Dr. Lowrey testified that he took x-rays of the chest, left shoulder, four separate views of the neck or cervical spine, and x-rays of both knees and of the lumbosacral spine (lower back). The doctor stated that Mrs. Free-land had received an acute cervical sprain, a sprain of the muscles of the left shoulder and back, and contusions on both knees, and that these injuries were painful. When asked how long the pain could reasonably be expected to continue, he replied:

‘ ‘ To continue with—without any letting up, I would say over a period of approximately three to six months time, but as far as continuously moderately severe pain, probably only two weeks to a month, and Mrs. Freeland did continue to have a moderately severe amount of pain, particularly in the neck and back for, in fact, about two or three months.

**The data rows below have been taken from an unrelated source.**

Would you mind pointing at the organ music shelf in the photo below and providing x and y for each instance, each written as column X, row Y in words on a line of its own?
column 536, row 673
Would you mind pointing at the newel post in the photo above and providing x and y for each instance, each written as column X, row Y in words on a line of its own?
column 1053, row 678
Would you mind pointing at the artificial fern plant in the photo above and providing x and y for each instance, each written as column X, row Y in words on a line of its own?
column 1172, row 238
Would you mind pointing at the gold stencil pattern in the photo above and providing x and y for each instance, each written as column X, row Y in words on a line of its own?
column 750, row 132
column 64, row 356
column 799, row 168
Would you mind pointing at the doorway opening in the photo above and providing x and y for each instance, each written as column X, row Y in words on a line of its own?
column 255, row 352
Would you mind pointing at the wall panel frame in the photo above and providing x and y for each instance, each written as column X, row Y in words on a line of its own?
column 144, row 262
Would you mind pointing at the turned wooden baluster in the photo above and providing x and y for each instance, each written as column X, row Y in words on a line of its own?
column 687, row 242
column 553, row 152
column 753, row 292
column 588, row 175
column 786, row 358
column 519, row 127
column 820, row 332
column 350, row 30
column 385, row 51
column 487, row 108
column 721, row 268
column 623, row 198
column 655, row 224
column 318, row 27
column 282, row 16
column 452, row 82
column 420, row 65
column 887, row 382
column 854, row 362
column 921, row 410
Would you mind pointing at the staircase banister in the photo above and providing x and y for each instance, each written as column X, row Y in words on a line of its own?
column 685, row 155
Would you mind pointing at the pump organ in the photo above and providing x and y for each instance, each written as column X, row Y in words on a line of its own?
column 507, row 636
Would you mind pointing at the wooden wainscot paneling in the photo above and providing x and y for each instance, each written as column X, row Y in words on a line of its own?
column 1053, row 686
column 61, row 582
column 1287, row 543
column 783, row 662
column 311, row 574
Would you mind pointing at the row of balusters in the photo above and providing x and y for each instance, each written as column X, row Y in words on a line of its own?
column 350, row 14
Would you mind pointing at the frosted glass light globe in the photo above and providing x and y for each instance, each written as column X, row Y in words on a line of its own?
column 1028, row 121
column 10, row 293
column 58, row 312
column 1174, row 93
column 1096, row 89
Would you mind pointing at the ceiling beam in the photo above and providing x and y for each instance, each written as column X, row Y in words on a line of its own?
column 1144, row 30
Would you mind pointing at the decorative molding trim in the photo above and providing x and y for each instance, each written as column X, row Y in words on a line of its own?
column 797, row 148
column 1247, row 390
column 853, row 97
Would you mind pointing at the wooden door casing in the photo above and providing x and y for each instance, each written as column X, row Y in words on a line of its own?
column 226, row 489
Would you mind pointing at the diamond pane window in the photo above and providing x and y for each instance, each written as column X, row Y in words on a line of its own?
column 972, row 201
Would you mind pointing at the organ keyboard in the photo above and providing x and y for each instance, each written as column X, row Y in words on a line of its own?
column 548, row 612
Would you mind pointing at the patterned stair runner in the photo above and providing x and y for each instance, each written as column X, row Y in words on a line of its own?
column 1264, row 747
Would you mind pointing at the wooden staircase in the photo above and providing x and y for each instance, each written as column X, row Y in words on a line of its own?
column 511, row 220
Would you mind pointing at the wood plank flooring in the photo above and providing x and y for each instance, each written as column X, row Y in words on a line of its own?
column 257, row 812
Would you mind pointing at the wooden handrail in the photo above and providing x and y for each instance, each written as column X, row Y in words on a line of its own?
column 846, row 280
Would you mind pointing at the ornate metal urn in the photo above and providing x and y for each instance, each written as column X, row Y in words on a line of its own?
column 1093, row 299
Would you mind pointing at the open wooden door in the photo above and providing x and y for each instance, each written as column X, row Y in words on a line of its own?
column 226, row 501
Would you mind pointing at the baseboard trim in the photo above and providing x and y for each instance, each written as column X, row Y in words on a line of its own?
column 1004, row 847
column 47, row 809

“Q. Now, you say that you expect her to have that pain for that length of time and then additional pain for six months or longer.

“A. Yes, sir, three to six months, I would say.”

Dr. Lowrey further stated that complete recovery would occur, but he did not know how long it would take.

“I would estimate in Mrs. Freeland’s case that within one to two years, there should be recovery to the point that she would not expect flare ups.”

The testimony reflected that the child, Mike, five years of age, was bruised on the head, legs, and back, and complained of pain for about a month and a half.

We agree with the remarks of the trial judge when he overruled the motion to vacate the judgment and grant *711a new trial. After noting that it was considered that the admonition of the court to the jury was sufficient, that no record was made of the incident, and no mistrial asked for, he stated:

“As an additional reason for refusing to vacate the judgment, it is not my opinion that the amount awarded by the jury, that is the $300.00 to the minor child, $1,-700.00 to Mr. Freeland and $1,000.00 to Mrs. Freeland, show the result of any passion or prejudice or excitement on the part of the jury. In my opinion the judgment was extremely reasonable. ’ ’

Certainly we are unable to say that the amounts awarded were excessive.

Finally, appellant asserts that the court erred in refusing to give his Requested Instruction No. 1, as follows :

“The Jury is instructed that the driver of a motor vehicle shall not follow another vehicle [closer] than is reasonable and prudent, having due regard for the speed of such vehicles and the traffic upon and the condition of the Highway and one following another vehicle too closely is evidence of negligence.”

We find no evidence that would justify the giving of the instruction.1 Appellant, at one point, stated that the Freeland automobile was back of the truck about 228 feet; at another point in his testimony, he stated that appellees’ automobile was following about 150 feet back of the truck. Freeland stated positively that he was never closer to the rear of the truck than 150 feet, and there is no testimony to the contrary. Under that proof, we *712do not think that the instruction sought by appellant was justified.

No reversible error appearing, the judgment is affirmed.